Aspidum Kejati Jabar Dimutasi, Imbas Kasus Valencya Marahi Suami Pemabuk Dituntut 1 Tahun Penjara



Kamis, 28 November 2021 | 12.46 WIB

Oleh: Tim HNM, Benny


Jakarta - Jaksa Agung Sanitiar Burhanuddin memutasi Asisten Tindak Pidana Umum (Aspidum) Kejaksaan Tinggi (Kejati) Jawa Barat, Dwi Hartanta, sebagai Jaksa Fungsional pada Jaksa Agung Muda Bidang Pembinaan Kejaksaan Agung.


Mutasi itu merupakan imbas dari adanya dugaan pelanggaran penanganan perkara kasus Valencya alias Nengsy Lim, istri yang marahi suaminya lantaran pulang dalam keadaan mabuk. Valencya dituntut satu tahun penjara dengan tuduhan kekerasan dalam rumah tangga (KDRT).


Kepala Pusat Penerangan Hukum (Kapuspenkum) Kejaksaan Agung Leonard Eben Ezer Simanjuntak membenarkan mutasi itu.
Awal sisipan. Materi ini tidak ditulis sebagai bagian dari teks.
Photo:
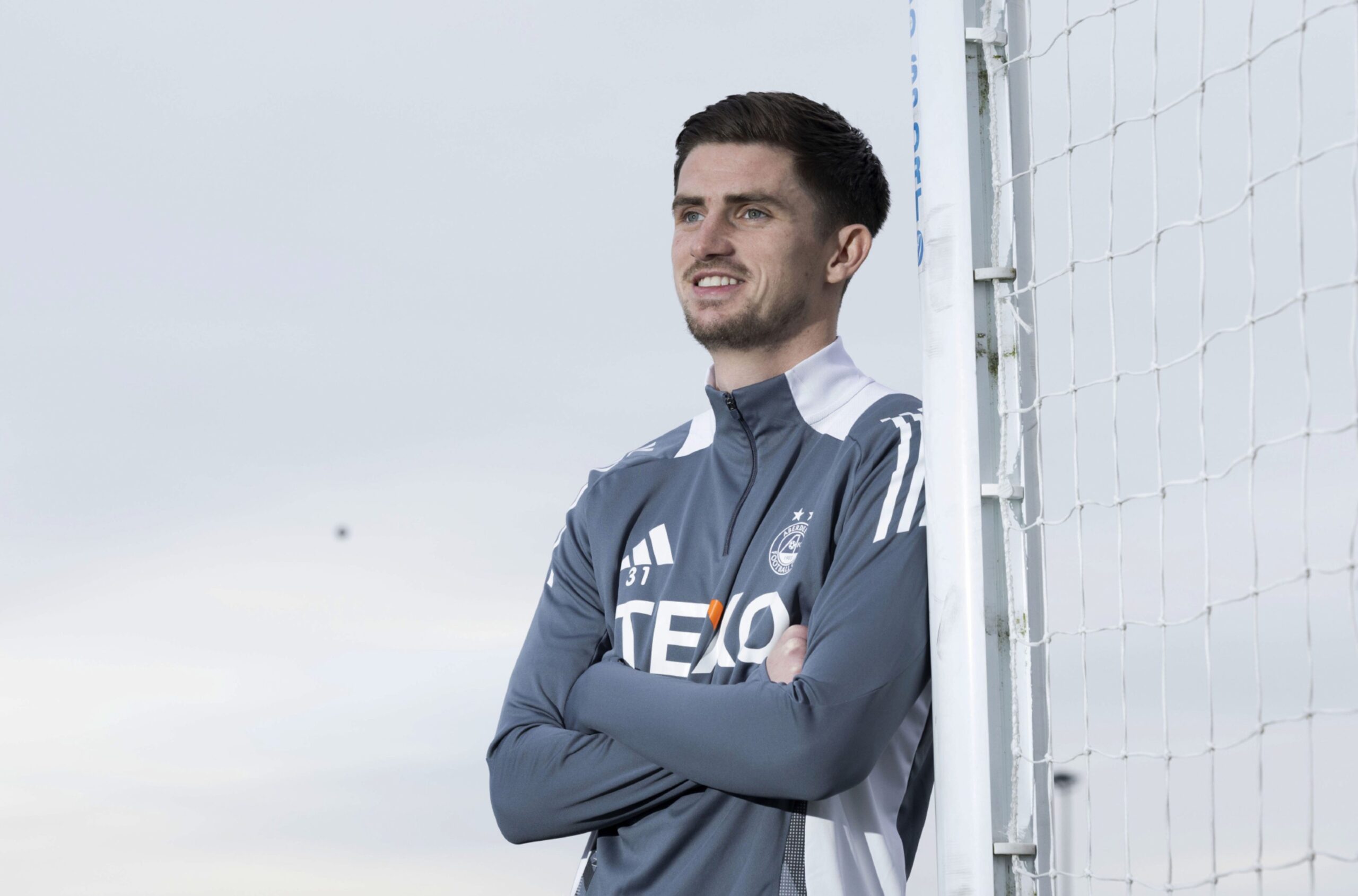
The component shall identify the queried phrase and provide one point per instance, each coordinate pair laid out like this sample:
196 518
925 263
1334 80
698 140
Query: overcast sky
271 269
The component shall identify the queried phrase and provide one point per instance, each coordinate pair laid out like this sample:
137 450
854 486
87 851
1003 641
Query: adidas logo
651 550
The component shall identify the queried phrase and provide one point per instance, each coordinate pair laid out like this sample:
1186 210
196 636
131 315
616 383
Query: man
662 701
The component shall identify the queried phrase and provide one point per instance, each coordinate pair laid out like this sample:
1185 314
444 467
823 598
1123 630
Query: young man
662 701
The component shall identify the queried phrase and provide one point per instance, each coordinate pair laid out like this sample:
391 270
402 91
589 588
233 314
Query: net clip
996 37
1002 491
1016 849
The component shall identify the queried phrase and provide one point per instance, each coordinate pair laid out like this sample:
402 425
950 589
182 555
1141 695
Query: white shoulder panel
701 431
840 421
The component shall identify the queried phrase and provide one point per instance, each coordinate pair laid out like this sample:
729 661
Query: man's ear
853 242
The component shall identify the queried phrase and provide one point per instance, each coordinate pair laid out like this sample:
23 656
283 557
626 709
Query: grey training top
795 500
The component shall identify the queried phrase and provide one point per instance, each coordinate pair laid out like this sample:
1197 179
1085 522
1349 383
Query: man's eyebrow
733 198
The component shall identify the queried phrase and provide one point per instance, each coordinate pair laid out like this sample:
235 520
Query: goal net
1138 223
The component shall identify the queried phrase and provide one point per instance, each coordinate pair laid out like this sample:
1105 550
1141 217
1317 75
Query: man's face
741 211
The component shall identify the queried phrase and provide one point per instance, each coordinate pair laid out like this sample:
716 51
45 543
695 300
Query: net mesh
1177 184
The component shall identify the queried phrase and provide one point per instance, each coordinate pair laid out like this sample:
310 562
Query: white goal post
1138 269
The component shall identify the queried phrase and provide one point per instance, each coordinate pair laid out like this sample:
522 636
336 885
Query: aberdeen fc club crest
785 546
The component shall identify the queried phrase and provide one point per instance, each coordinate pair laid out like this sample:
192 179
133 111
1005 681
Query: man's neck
734 368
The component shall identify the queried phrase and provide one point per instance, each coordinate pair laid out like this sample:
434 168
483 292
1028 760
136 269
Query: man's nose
712 238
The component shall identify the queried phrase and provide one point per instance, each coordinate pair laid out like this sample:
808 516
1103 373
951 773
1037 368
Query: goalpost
1138 268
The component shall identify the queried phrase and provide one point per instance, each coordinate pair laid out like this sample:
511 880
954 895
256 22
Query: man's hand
789 652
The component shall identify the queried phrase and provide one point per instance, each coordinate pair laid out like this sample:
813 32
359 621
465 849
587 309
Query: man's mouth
716 285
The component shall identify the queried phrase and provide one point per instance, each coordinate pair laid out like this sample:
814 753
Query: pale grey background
271 268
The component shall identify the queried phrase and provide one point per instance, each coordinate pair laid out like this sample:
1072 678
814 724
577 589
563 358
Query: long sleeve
867 657
547 781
Ia mengatakan, proses mutasi terhadap Dwi didasarkan pada Keputusan Jaksa Agung Republik Indonesia Nomor KEP-IV-781/C/11/2021 tertanggal 16 November 2021.


"Dwi Hartanta dimutasikan sebagai Jaksa Fungsional pada Jaksa Agung Muda Bidang Pembinaan Kejaksaan Agung di Jakarta (Anggota Satuan Tugas Khusus Penyusunan Kebijakan Strategis)," kata Leonard melalui keterangan tertulis, yang diterima HNM Indonesia, Kamis (18/11/ 2021).


Selanjutnya, kata Leonard, Asisten Tindak Pidana Khusus (Aspidsus) Kejati Jabar, Riyono, ditunjuk menjadi Pelaksana Tugas Aspidum Kejati Jabar. Jabatan itu akan diisi oleh Riyono sampai adanya pejabat definitif yang diangkat oleh Jaksa Agung Republik Indonesia.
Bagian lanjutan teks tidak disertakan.